Stop us if this sounds like we’ve done a find and replace on some other plot summary, but this time we follow Sophia, (Britt Robertson) who’s about to start a prestigious internship at a gallery in New York, just as soon as she finishes studying art at a North Carolina university. But then, she’s dragged to a bull riding contest by her sorority sisters, where she has a meet-cute with handsome championship contender Luke. (Scott Eastwood)
Despite a conflict in their immediate plans for the future, they do go on a date, where they do all the usual first date stuff, like picnicking and getting to know each other by a campfire, and then less commonly, saving an elderly man, Ira (Alan Alda) from the wreckage of his car after a serious accident.
Their chance encounter with Ira brings them back together over the following months, as Sophia continually visits him in hospital to read him letters about his courtship with his wife, Ruth. Through flashbacks, we discover the tragic story of the couple, (Jack Huston and Oona Chaplin) while Sophia and Luke try to overcome their own differences in the present.
To say that this film is inoffensive is not the same as calling it bland. It’s true enough that you can trace the beats of Sparks’ hugely profitable house-style all the way through this, and that “Longest” is the operative part of the title for a movie that clocks in at 139 minutes, a prospect that may have the less romantically inclined amongst us groaning in despair.
But love it or loathe it, the film is undeniably one of the more cinematic efforts from this particular canon. The dual romances could have easily have been cleft into two much slighter movies, but aside from emotional resonance, they represent a more ambitious approach than is necessarily required as presented by screenwriter Craig Bolotin and director George Tillman Jr.
Kudos also goes to cinematographer David Tattersall, (best known for his work with George Lucas and Frank Darabont) who brings some new tricks to the uniform look of these movies, particularly in the bull riding sequences. Each bout looks exciting, even if the futility of the sport gets an altogether rougher ride from the script. In terms of pacing, this is as laidback as any of the other deliberately paced adaptations, but there’s an inner life here that’s missing in other films of its ilk.
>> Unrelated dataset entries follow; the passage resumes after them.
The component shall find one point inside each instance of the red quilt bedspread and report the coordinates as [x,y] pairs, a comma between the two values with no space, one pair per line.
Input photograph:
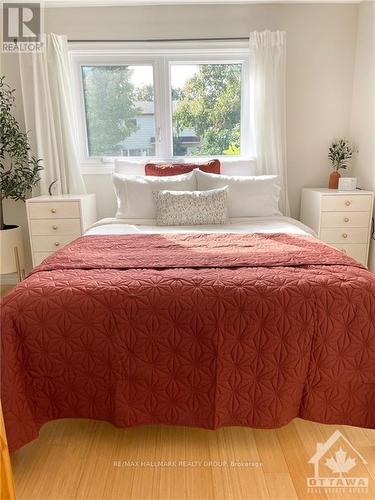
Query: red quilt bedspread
[202,330]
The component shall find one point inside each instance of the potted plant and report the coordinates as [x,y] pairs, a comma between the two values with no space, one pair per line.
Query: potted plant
[19,172]
[339,154]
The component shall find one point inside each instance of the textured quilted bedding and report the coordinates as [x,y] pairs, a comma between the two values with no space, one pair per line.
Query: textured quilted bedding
[202,330]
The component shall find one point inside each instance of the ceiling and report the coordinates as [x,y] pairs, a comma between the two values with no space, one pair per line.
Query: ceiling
[112,3]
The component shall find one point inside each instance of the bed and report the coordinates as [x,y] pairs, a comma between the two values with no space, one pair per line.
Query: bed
[252,323]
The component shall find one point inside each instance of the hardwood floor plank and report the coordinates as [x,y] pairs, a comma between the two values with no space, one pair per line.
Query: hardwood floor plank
[76,459]
[280,486]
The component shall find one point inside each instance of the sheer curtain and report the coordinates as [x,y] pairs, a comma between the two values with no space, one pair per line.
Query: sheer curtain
[49,111]
[267,62]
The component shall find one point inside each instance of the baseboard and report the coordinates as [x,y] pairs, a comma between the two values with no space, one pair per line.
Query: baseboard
[8,279]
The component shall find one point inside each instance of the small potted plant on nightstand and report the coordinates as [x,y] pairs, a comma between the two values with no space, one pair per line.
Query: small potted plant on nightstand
[19,172]
[339,153]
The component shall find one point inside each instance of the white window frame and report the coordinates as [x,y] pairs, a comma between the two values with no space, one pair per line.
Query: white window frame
[161,55]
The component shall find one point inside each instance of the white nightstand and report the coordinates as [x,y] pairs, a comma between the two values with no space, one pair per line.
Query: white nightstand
[55,221]
[340,218]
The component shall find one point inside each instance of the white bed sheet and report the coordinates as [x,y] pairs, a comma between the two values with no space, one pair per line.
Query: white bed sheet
[271,224]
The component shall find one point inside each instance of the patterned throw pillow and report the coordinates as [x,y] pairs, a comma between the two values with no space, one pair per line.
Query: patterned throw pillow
[161,169]
[188,208]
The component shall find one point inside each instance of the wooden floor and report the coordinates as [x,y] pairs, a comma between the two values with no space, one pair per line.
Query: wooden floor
[83,459]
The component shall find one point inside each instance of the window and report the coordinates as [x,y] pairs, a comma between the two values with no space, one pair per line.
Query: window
[206,104]
[119,110]
[162,101]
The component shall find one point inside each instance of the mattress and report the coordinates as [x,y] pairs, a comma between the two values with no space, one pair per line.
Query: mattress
[274,224]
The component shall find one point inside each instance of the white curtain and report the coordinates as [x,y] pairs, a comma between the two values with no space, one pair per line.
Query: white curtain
[267,63]
[49,114]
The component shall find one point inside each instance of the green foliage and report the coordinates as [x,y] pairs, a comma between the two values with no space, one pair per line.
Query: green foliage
[339,153]
[19,170]
[144,93]
[110,107]
[211,105]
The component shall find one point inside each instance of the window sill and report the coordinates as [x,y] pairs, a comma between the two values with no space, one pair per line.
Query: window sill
[108,168]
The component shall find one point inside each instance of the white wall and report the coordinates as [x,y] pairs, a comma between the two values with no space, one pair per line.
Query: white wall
[363,103]
[321,42]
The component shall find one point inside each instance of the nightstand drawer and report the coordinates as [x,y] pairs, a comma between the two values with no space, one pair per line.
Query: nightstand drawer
[61,226]
[345,235]
[352,203]
[57,210]
[40,256]
[51,243]
[357,251]
[340,219]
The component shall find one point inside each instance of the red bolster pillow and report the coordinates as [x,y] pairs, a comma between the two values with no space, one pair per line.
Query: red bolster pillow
[163,169]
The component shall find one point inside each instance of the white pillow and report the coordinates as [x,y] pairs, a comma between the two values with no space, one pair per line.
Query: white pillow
[247,196]
[188,208]
[134,193]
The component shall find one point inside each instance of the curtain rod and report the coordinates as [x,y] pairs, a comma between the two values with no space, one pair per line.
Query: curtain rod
[164,40]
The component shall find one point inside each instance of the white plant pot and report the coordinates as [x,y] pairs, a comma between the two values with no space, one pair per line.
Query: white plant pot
[10,246]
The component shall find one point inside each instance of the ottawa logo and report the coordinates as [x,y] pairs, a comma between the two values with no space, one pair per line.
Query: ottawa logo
[333,462]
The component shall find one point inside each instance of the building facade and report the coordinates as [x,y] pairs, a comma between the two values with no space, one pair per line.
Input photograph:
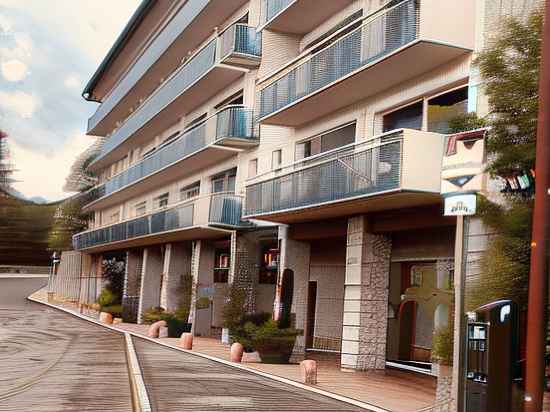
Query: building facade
[292,147]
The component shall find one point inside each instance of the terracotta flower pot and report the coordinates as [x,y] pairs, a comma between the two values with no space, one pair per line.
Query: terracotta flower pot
[237,351]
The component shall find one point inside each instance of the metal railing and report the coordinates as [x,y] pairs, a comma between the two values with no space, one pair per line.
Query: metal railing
[178,217]
[345,174]
[232,122]
[150,56]
[240,39]
[180,81]
[270,8]
[379,35]
[226,210]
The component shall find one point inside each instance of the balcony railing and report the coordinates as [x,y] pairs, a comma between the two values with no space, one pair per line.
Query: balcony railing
[343,174]
[226,210]
[270,8]
[170,219]
[240,39]
[244,42]
[233,122]
[221,209]
[150,56]
[379,35]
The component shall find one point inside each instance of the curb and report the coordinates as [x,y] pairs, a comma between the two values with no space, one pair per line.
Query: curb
[140,399]
[290,382]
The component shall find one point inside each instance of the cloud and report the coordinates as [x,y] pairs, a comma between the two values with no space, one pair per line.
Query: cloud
[73,82]
[36,170]
[13,70]
[21,103]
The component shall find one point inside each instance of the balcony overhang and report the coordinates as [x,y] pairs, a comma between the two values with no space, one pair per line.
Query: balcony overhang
[208,156]
[302,16]
[406,63]
[393,200]
[193,23]
[179,235]
[211,83]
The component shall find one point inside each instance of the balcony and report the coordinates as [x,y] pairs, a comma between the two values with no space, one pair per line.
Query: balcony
[185,31]
[297,16]
[205,217]
[395,170]
[201,77]
[206,143]
[391,46]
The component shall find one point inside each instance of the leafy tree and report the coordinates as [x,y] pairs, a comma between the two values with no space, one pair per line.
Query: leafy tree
[509,67]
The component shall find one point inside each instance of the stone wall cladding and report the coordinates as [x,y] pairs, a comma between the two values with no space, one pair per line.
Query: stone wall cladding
[374,301]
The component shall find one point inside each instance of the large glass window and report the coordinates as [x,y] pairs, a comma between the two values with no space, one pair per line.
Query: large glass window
[445,107]
[409,117]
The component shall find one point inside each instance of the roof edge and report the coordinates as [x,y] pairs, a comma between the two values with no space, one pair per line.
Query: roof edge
[120,42]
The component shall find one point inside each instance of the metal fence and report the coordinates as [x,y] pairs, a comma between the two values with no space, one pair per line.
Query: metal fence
[150,56]
[241,39]
[344,174]
[235,122]
[379,35]
[180,81]
[270,8]
[177,217]
[226,210]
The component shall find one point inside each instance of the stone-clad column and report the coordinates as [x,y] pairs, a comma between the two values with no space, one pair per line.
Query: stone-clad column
[365,298]
[177,263]
[295,256]
[150,280]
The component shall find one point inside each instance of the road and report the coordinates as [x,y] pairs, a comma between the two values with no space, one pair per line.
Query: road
[53,361]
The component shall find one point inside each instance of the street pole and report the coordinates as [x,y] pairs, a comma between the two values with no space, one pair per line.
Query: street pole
[538,282]
[461,246]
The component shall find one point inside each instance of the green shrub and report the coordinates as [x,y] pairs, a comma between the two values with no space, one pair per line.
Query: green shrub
[106,298]
[115,310]
[153,315]
[442,346]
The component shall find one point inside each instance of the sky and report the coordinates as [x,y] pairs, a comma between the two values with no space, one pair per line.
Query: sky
[49,49]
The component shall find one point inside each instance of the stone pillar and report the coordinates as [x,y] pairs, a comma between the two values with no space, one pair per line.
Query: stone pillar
[177,263]
[246,256]
[195,259]
[151,275]
[295,256]
[365,297]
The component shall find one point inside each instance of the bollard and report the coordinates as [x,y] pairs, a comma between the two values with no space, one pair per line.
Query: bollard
[309,372]
[106,317]
[154,329]
[237,351]
[186,341]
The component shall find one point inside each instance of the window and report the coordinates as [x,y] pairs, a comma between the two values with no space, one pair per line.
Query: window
[276,159]
[253,168]
[191,191]
[161,201]
[224,182]
[443,108]
[409,117]
[327,141]
[236,98]
[115,217]
[140,208]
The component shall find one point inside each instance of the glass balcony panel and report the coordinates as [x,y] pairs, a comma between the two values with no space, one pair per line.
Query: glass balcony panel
[232,122]
[341,175]
[380,35]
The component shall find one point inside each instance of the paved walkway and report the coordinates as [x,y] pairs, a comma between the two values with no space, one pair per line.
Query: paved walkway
[178,381]
[53,362]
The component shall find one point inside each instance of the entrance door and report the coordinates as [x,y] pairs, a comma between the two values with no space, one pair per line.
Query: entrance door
[311,306]
[407,328]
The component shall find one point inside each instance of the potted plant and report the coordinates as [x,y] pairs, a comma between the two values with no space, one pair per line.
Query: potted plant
[274,344]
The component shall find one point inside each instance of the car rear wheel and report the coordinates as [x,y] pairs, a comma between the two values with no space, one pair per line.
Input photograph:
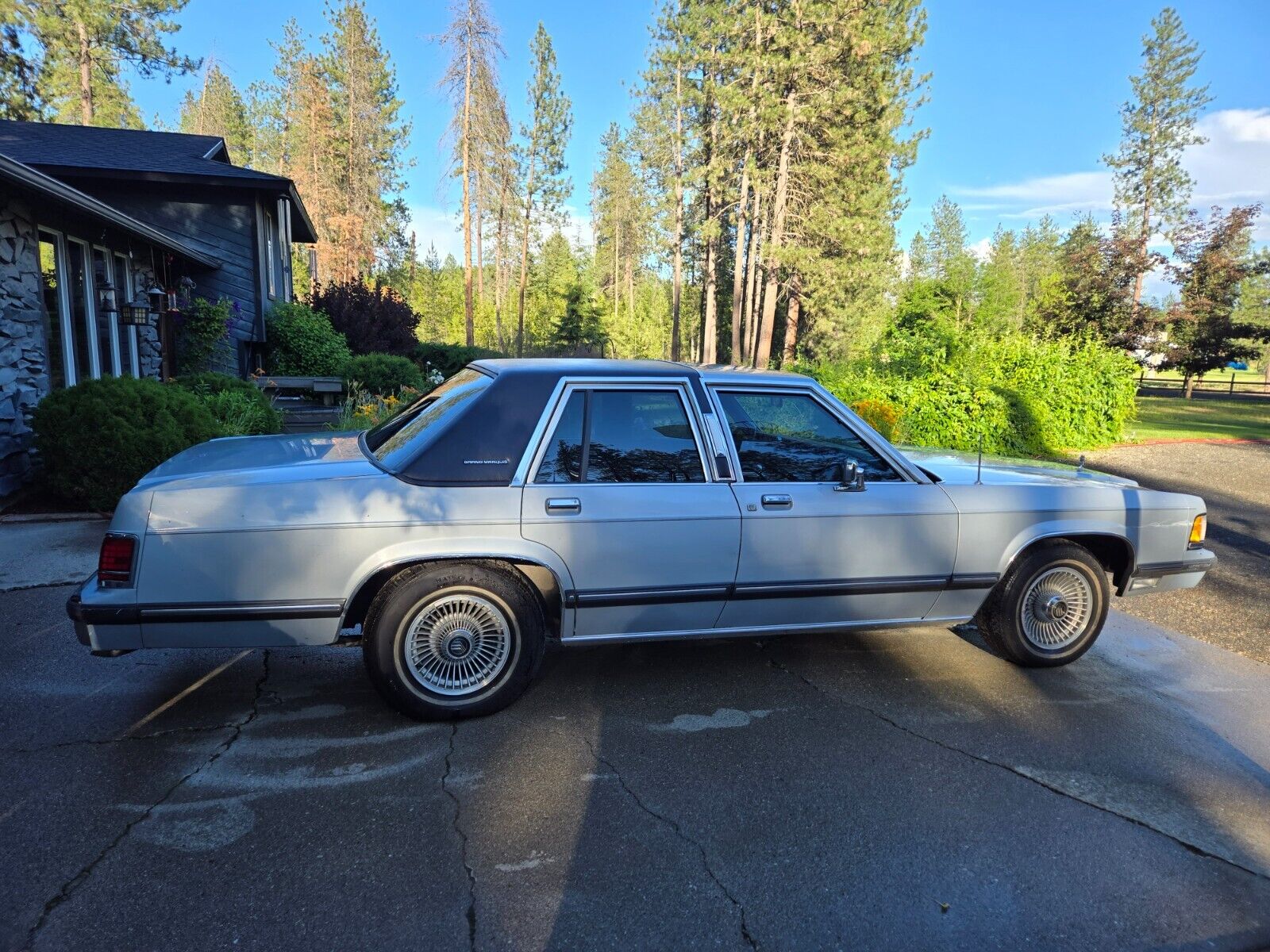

Mainly, that comes from Robertson, who was one of the better parts of the recent Tomorrowland and will hopefully find a more solid launchpad for her career in years to come. Her Sophia has lots of warm and endearing scenes with Alda, an old hand who brings some gravitas to this schmaltzy material, and she also builds a smouldering rapport with Eastwood.
It may just be a coincidence, but when we’re talking about a movie this contrived, the casting of Eastwood, Huston and Chaplin (all descendants of iconic directors Clint, John and Charlie respectively) is probably part of its determined drive for old-fashioned charm.
It takes its sweet time in jumping between past and present, but despite Robertson’s best efforts, the flashbacks are the real meat of the story here. Huston and Chaplin are irresistible together and Ira and Ruth’s story, played out as a cautionary tale to our modern star-crossed lovers, brings some gorgeous period detail and real emotional grounding.
By comparison, the present day storyline is predictable right up to the patented Nicholas Sparks twist ending. It’s hard to imagine that anything will ever top the emotionally bonkers epilogue of 2013’s Safe Haven and while there’s nothing so supernatural here, it comes out of the left-field in a way that wraps things up just a little too neatly after such a large investment in running time.
The Longest Ride makes fine fodder for the Nicholas Sparks drinking game and it’s obviously not so revolutionary as to attract any sober detractors of this very specific romantic sub-genre. But it boasts sincere and tactile work from all concerned, ensuring that it’s still a cut above your usual phoned-in romantic drama.